At Junto, our Mentor Team Meetings have a way of unraveling the hard questions in business. These questions push our cohort companies into thinking about, or actually having, the hard conversations they may have been avoiding or didn’t know were important.

In a recent Mentor Team Meeting, the hard questions were on differentiating a brand in a saturated market: how does one create a differentiation strategy, and then pursue growth through that diversification?


The first round of shared experiences in response to these questions focused on the concept of “why.” Similar to the process of creating a company’s vision, mission and values statements, defining what a company aspires to be sparked a deep conversation about the “why you do what you do” with the Mentors.

One of the Mentors shared that if he figures out why his company is important, as well as who his company is as a brand, he unlocks the company’s ability to do what it is they do. His company began rethinking their market approach and in turn they created a whole new “why” that none of their competitors had defined.

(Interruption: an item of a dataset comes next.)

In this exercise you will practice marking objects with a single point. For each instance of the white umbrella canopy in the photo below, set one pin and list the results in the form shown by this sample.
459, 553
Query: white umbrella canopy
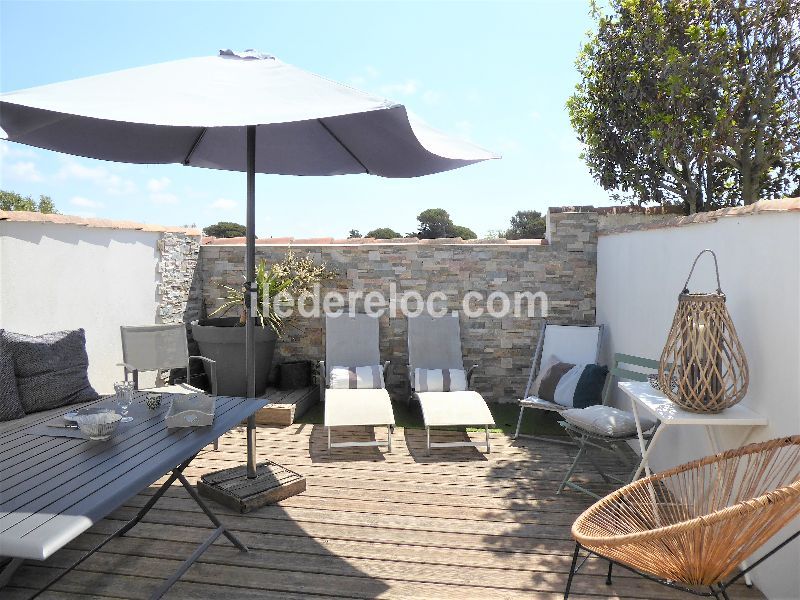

Another shared experience was about a company’s restructuring of its identity: instead of defining themselves by what they do, they defined themselves by why they do it. Company culture became their differentiating strategy. They created their core values, began marketing them, and started discovering that customers were responding positively to them, helping lead to closed business.


In conjunction with “why who you are is important,” we heard from our Mentors about the importance of identifying who the actual customer is.

We heard stories about misinterpreting a customer base, targeting too large of a customer base, as well as changing the the target market entirely, and every time it circled back to one Mentor’s question: “How do we narrow down our customer base and target those that provide the most value?”

This mentor said that his team got traction by identifying the customers around the things they did well: “Going after a segmented market creates scale.” He drove this point home with the realization that in a crowded market, “if I cannot define who my customer is, I do not need to take another step.”


The hard questions may be difficult to ask, or even answer, but in the end, defining the “who” and the “why” for a company’s brand are the foundational roots to value creation and scale.